Characterizing Information Accuracy in Timeliness-Based Gossip Networks

2026-03-02Information Theory

Information TheoryNetworking and Internet ArchitectureSocial and Information Networks
AI summary

The authors study how accurate information is spread in a network where many devices share updates about a changing source. Each device gets updates directly from the source and also from other devices through a process called gossiping, but only accepts information if it is fresher than what they already have. They create two ways to measure accuracy: one looking at how many devices have correct info on average, and another focusing on whether the freshest update is accurate. Using math models, they analyze these accuracy measures for different types of changing sources and figure out how much accuracy comes from direct updates versus gossip. They support their results with numerical examples.

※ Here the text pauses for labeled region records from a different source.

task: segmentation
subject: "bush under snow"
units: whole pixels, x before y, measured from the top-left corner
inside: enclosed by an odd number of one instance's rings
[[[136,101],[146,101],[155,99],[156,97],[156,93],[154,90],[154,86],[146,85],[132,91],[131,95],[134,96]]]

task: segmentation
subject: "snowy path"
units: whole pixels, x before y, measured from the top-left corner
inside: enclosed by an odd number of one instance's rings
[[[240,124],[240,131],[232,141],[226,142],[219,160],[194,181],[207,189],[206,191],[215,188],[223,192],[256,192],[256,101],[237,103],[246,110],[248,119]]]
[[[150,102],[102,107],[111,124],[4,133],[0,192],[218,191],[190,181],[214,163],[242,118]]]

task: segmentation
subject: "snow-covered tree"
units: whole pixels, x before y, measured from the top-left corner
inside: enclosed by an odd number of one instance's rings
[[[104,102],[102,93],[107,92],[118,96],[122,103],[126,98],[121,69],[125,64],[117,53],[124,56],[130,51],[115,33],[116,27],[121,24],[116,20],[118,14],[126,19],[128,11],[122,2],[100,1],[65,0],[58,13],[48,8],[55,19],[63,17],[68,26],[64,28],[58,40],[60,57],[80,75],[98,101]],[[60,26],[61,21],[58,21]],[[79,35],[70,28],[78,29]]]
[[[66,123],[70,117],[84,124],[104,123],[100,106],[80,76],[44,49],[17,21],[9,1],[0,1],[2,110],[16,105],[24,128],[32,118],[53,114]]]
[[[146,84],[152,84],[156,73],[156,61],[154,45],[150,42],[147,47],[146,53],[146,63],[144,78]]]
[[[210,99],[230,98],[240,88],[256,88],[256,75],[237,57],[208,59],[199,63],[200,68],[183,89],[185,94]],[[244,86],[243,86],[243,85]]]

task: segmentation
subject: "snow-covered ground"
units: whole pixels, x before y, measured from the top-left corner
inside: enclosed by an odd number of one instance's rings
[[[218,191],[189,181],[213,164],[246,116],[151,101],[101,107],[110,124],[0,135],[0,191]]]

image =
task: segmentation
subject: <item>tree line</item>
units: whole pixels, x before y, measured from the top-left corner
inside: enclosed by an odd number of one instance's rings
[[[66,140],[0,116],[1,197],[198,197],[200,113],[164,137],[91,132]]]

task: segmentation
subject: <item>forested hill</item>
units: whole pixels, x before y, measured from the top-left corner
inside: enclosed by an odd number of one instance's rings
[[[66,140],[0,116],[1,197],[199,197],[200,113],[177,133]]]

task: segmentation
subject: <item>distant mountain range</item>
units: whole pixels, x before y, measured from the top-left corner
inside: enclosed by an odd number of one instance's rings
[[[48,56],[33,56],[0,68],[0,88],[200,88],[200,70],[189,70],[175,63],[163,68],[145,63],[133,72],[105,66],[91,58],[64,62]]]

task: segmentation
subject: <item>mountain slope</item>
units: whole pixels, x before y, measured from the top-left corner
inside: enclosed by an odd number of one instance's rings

continuous-time Markov chaingossip networkinformation freshnessstatus updatesstochastic hybrid systemssteady-statematrix recursionaccuracy metricsmulti-state sourcenumerical analysis
Authors
Emirhan Tekez, Melih Bastopcu, Sinan Gezici
Abstract
We investigate information accuracy in timeliness-based gossip networks where the source evolves according to a continuous-time Markov chain (CTMC) with $M$ states and disseminates status updates to a network of $n$ nodes. In addition to direct source updates, nodes exchange their locally stored packets via gossip and accept incoming packets solely based on whether the incoming packet is fresher than their local copy. As a result, a node can possess the freshest packet in the network while still not having the current source state. To quantify the amount of accurate information flowing in the network under such a gossiping scheme, we introduce two accuracy metrics, average accuracy, defined as the expected fraction of nodes carrying accurate information in any given subset, and freshness-based accuracy, defined as the accuracy of the freshest node in any given subset. Using a stochastic hybrid systems (SHS) framework, we first derive steady-state balance equations and obtain matrix-valued recursions that characterize these metrics in fully connected gossip networks under binary CTMCs. We then extend our analysis to the general multi-state information source using a joint CTMC approach. Finally, we quantify the fraction of nodes whose information is accurate due to direct source pushes versus gossip exchanges. We verify our findings with numerical analyses and provide asymptotic insights.